Dolar/TL, ABD-Türkiye ilişkilerine yönelik endişeler ve Türkiye ekonomisine yönelik devam eden risklerin etkisiyle 8.30’un üzerinde baskı altında. Benzer para birimleri dolar karşısında yatay ya da sınırlı değer kazancı ile seyrederken TL yüzde 1.5’e yakın değer kaybediyor. İşlemciler ABD ile ilişkilerde daha hızlı bir bozulma riskine dikkat çekiyor. Ayrıca işlemciler TL’nin yeniden değer kaybetmesinin enflasyonda getireceği yeni yükselişler ve olası yeni faiz artışı ihtiyacının karşılanmayacağı beklentisinin endişelerin daha da artmasına neden olduğunu belirtiyorlar.

TL’deki negatif ayrışmada dün de görülmüştü. Bankacılar son bir kaç haftadır küresel piyasalarda yaşanan riskli varlıklara yönelik iştahın artmasının TL’ye ilişkin risklerin önüne geçtiğini ancak bunun kalıcı olmayabileceğini söylemişlerdi. Dolar, ABD Hazine tahvil getirilerindeki gerilemenin ardından diğer para birimlerindeki getiri avantajının azalması nedeniyle son haftaların en düşük seviyelerine yakın seyrediyor.

Avrupa Merkez Bankası’nın (ECB) TSİ 14.45’te açıklayacağı para politikası kararı öncesinde gözler euroya çevrildi. Toplantı sonrasında ekonominin görünümü hakkında yapılabilecek pozitif bir değerlendirme ya da tahvil alım programının yavaşlatılacağına yönelik ipuçları euronun yukarı yönlü tırmanışa geçmesini sağlayabilir. Öte yandan Kanada Merkez Bankası dün tahvil alımlarını azaltıp faizleri 2022 sonunda artırmaya başlayabileceğini açıklayarak G7 ülkeleri içinde corona virüsünün ekonomik etkileriyle mücadele etmek için başlatılan imkanları geri çekmeye başlayan ilk ülke oldu. Küresel piyasalarda doların zayıf seyrine devam etmesi, önümüzdeki dönemde indirim beklentilerinin sürmesine rağmen yüzde 19 seviyesindeki politika faizi TL’yi destekleyen ana unsurlar olarak hala öne çıkıyor.
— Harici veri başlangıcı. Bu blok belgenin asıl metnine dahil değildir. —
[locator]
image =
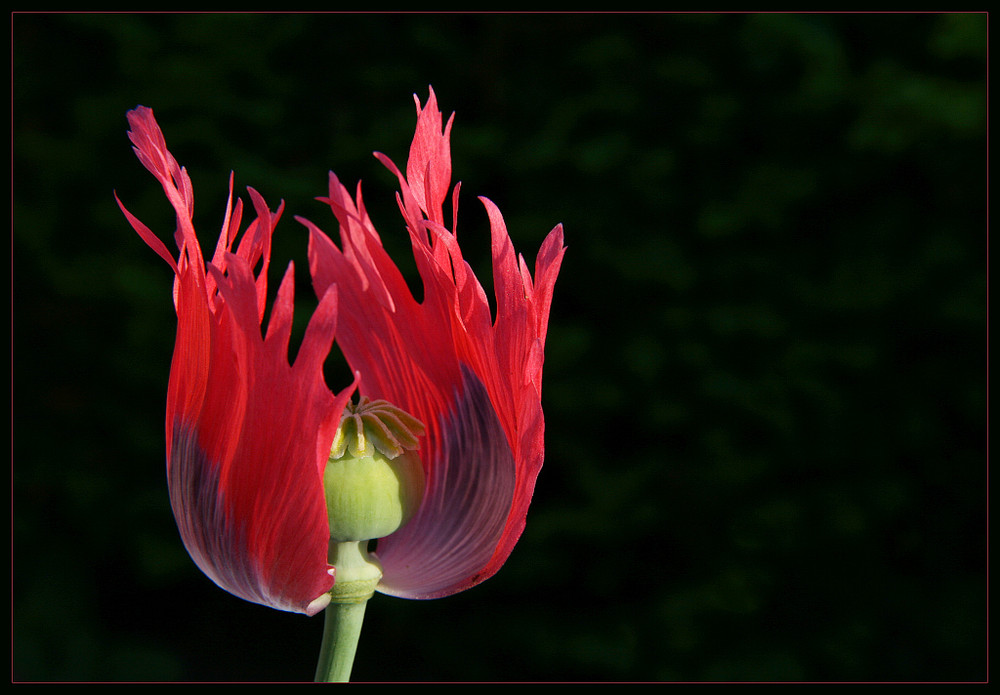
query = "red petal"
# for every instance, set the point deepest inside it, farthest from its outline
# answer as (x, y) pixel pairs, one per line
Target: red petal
(247, 433)
(472, 381)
Birçok yabancı bankanın dolar/TL beklentisi yıl sonuna doğru değer kayıplarının belirginleşeceği senaryo içeriyor. Beklentiler arasında dolar/TL için 9 hatta 10 seviyesine değer kaybı bulunuyor.
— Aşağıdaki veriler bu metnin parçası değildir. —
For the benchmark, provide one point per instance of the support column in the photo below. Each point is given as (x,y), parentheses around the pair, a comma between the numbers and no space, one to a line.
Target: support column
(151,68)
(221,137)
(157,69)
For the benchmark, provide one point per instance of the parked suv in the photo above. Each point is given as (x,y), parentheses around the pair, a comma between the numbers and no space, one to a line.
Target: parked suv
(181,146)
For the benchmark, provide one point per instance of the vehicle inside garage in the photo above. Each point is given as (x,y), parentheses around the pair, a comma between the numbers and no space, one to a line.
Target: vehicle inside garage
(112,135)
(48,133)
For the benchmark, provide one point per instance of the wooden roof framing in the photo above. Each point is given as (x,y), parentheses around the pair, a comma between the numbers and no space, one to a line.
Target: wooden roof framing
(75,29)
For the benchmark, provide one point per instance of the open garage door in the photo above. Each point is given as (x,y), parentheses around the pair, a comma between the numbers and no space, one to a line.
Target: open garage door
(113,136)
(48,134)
ABD İLE İLİŞKİLER SATIŞ BASKISINI TETİKLEDİ

ABD Başkanı Joe Biden’ın Birinci Dünya Savaşı sırasında yaşanan Ermeni olaylarını resmen soykırım olarak tanıması bekleniyor. Konuya yakın üç kaynağın verdiği bilgiye göre, Biden 1915 olaylarının anma günü olan 24 Nisan’da yapacağı açıklamada “soykırım” ifadesini kullanabilir. Biden yönetiminin Türkiye’nin tehcir olarak nitelediği olayları soykırım olarak tanıması her ne kadar sembolik olsa da, Ankara’da öfke yaratarak ikili Türkiye ilişkilerinin daha gerilmesine yol açabilir.